Re: [PATCH] oom_reaper: close race without using oom_lock

From: Tetsuo Handa
Date: Fri Jul 21 2017 - 11:19:38 EST


Michal Hocko wrote:
> > If we ignore MMF_OOM_SKIP once, we can avoid sequence above.
>
> But we set MMF_OOM_SKIP _after_ the process lost its address space (well
> after the patch which allows to race oom reaper with the exit_mmap).
>
> >
> > Process-1 Process-2
> >
> > Takes oom_lock.
> > Fails get_page_from_freelist().
> > Enters out_of_memory().
> > Get SIGKILL.
> > Get TIF_MEMDIE.
> > Leaves out_of_memory().
> > Releases oom_lock.
> > Enters do_exit().
> > Calls __mmput().
> > Takes oom_lock.
> > Fails get_page_from_freelist().
> > Releases some memory.
> > Sets MMF_OOM_SKIP.
> > Enters out_of_memory().
> > Ignores MMF_OOM_SKIP mm once.
> > Leaves out_of_memory().
> > Releases oom_lock.
> > Succeeds get_page_from_freelist().
>
> OK, so let's say you have another task just about to jump into
> out_of_memory and ... end up in the same situation.

Right.

>
> This race is just
> unavoidable.

There is no perfect way (always timing dependent). But

>
> > Strictly speaking, this patch is independent with OOM reaper.
> > This patch increases possibility of succeeding get_page_from_freelist()
> > without sending SIGKILL. Your patch is trying to drop it silently.

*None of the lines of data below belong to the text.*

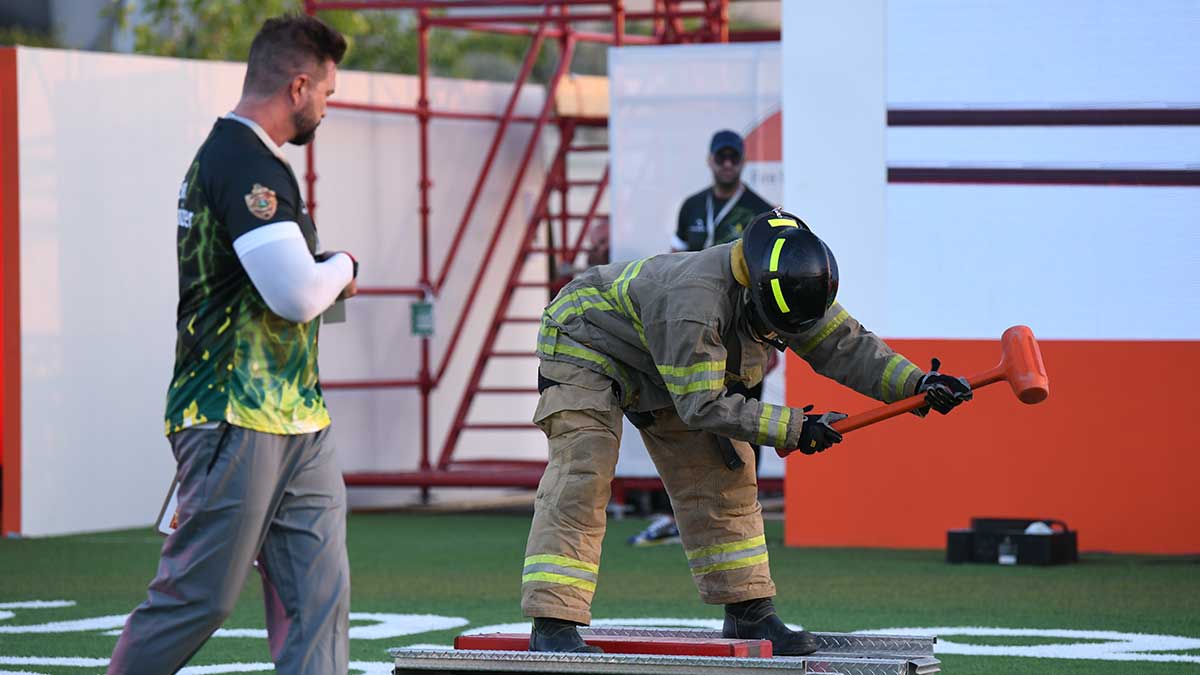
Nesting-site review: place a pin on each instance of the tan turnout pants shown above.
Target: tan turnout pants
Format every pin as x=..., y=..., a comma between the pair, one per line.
x=717, y=509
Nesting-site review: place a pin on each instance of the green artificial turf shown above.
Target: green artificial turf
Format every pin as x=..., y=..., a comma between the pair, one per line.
x=469, y=566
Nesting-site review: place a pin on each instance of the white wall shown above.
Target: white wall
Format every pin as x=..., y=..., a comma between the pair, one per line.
x=834, y=139
x=103, y=143
x=1073, y=262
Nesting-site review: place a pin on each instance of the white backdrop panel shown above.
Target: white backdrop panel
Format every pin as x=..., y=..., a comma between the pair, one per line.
x=1021, y=147
x=1021, y=52
x=1111, y=263
x=665, y=105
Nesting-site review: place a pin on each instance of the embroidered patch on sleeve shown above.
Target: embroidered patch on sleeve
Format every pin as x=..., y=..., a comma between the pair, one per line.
x=262, y=202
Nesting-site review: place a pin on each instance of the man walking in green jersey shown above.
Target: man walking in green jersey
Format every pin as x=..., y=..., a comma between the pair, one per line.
x=245, y=414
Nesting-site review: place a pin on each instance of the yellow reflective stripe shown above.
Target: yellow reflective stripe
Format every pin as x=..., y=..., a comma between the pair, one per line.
x=904, y=377
x=582, y=306
x=760, y=541
x=886, y=389
x=731, y=565
x=562, y=561
x=624, y=287
x=774, y=255
x=561, y=579
x=577, y=298
x=586, y=354
x=825, y=333
x=779, y=296
x=763, y=425
x=693, y=387
x=785, y=416
x=691, y=370
x=774, y=282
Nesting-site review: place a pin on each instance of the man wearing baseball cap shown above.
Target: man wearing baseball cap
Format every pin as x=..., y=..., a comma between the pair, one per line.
x=715, y=215
x=719, y=213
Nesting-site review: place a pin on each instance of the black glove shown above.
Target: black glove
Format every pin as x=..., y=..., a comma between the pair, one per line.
x=942, y=392
x=817, y=432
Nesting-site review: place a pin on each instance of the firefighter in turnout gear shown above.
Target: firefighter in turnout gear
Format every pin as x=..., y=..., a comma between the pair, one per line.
x=658, y=340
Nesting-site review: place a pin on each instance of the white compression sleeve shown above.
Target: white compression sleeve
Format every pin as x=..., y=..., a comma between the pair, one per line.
x=289, y=280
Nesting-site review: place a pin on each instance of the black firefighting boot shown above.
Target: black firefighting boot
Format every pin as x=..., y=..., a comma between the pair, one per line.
x=553, y=634
x=756, y=620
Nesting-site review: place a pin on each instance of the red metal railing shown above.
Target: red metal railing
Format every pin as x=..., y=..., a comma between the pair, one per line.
x=670, y=21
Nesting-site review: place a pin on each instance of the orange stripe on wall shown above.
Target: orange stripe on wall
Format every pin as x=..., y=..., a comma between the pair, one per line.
x=10, y=297
x=1115, y=452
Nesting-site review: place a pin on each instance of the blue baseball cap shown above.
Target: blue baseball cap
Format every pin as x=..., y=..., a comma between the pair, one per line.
x=726, y=138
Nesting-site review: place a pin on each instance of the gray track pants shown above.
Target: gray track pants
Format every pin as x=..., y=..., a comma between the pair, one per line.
x=247, y=495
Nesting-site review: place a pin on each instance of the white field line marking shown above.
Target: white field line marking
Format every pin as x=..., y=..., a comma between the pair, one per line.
x=357, y=668
x=382, y=627
x=76, y=626
x=1114, y=645
x=61, y=661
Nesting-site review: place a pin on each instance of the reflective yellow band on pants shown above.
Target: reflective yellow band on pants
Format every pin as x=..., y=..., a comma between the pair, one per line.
x=733, y=555
x=564, y=571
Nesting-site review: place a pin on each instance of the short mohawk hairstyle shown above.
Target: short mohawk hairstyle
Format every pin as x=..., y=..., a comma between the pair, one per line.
x=287, y=46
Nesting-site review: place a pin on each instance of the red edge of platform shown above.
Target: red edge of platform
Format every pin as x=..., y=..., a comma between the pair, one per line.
x=613, y=644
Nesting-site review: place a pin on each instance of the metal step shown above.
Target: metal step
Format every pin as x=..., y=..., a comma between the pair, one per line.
x=847, y=653
x=451, y=662
x=831, y=643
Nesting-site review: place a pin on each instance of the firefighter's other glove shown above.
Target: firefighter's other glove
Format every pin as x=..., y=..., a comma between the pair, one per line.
x=817, y=434
x=943, y=393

we can try to reduce possibility of ending up in the same situation by
this proposal, and your proposal is irrelevant with reducing possibility of
ending up in the same situation because

> >
> > Serializing setting of MMF_OOM_SKIP with oom_lock is one approach,
> > and ignoring MMF_OOM_SKIP once without oom_lock is another approach.
>
> Or simply making sure that we only set the flag _after_ the address
> space is gone, which is what I am proposing.

the address space being gone does not guarantee that get_page_from_freelist()
shall be called before entering into out_of_memory() (e.g. preempted for seconds
between "Fails get_page_from_freelist()." and "Enters out_of_memory().").